There are real risks here, but macro indicators are already suggesting we may be moving out of the recession. If those risks do materialize, we’ll likely see a somewhat slower recovery, but not a collapse. Even if things get worse, we’ll still be moving forward.
It Can Only Get Better from Here
From where we stand in late 2020, the prospects for 2021 remain positive. The healing process—for public health, the economy, and what will become our new normal—will not necessarily be smooth or without setbacks, but it will continue. This year did not go as we expected it to at the start, but our position now is much better than it could have been under the circumstances. We’re making progress, but it takes time. And that will be the story of 2021.
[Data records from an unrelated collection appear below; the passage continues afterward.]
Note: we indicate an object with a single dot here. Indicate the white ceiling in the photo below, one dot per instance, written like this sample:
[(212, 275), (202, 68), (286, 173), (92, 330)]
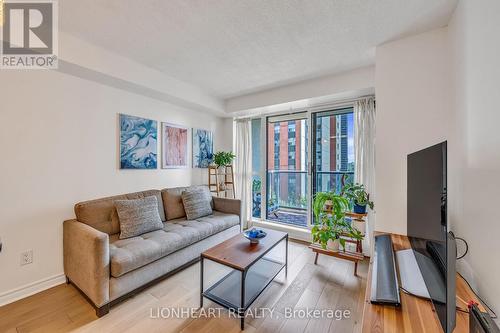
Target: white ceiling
[(235, 47)]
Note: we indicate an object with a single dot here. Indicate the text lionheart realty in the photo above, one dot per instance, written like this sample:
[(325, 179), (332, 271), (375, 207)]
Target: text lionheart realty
[(288, 313)]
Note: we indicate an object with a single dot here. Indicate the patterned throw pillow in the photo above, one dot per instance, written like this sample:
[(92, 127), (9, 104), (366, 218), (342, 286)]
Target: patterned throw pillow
[(197, 203), (138, 216)]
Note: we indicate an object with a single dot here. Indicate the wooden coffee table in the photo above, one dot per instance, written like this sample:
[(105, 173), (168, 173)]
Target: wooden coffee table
[(252, 271)]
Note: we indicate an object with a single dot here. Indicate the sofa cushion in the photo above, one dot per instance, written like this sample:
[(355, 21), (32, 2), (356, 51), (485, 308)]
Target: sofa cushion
[(138, 216), (129, 254), (101, 213), (172, 201), (197, 203)]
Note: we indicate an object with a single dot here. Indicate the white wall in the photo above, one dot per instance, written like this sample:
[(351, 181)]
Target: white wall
[(359, 79), (59, 139), (474, 34), (412, 85)]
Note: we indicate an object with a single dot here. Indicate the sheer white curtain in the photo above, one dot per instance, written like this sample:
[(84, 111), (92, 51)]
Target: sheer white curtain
[(243, 168), (364, 137)]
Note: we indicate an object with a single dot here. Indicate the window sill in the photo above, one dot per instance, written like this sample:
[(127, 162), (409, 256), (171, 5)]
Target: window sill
[(303, 234)]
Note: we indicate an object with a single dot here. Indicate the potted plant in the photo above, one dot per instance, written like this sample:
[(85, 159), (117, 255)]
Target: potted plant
[(330, 224), (358, 196), (223, 158)]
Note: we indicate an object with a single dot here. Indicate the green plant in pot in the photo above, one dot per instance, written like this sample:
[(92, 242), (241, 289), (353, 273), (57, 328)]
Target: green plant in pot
[(329, 221), (357, 195), (223, 159)]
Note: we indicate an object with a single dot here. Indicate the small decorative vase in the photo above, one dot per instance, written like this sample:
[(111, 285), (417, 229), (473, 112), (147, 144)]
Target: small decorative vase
[(360, 225), (333, 245), (359, 209)]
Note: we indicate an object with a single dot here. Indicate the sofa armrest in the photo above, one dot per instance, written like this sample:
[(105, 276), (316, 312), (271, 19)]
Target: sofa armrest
[(86, 260), (229, 206)]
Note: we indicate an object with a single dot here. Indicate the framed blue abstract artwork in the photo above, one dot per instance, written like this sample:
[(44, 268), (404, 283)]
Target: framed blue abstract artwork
[(138, 143), (203, 148)]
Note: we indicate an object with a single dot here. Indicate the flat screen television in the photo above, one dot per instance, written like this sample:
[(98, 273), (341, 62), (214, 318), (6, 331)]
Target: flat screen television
[(433, 247)]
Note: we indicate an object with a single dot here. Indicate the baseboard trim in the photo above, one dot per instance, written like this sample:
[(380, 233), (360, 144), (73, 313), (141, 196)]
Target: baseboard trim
[(31, 289)]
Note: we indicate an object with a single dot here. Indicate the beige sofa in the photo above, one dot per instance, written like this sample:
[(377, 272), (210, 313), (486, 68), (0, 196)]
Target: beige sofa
[(107, 269)]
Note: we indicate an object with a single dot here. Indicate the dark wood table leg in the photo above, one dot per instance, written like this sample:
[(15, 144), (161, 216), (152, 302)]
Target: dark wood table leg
[(242, 311), (201, 282), (286, 257)]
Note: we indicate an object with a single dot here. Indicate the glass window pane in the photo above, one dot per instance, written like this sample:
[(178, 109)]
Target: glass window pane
[(286, 172), (256, 167)]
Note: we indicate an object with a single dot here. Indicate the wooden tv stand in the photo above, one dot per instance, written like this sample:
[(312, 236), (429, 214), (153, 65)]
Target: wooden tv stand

Disclosures: Certain sections of this commentary contain forward-looking statements that are based on our reasonable expectations, estimates, projections, and assumptions. Forward-looking statements are not guarantees of future performance and involve certain risks and uncertainties, which are difficult to predict. All indices are unmanaged and are not available for direct investment by the public. Past performance is not indicative of future results. Diversification does not assure a profit or protect against loss in declining markets. The S&P 500 is based on the average performance of the 500 industrial stocks monitored by Standard & Poor’s. Emerging market investments involve higher risks than investments from developed countries, as well as increased risks due to differences in accounting methods, foreign taxation, political instability, and currency fluctuation.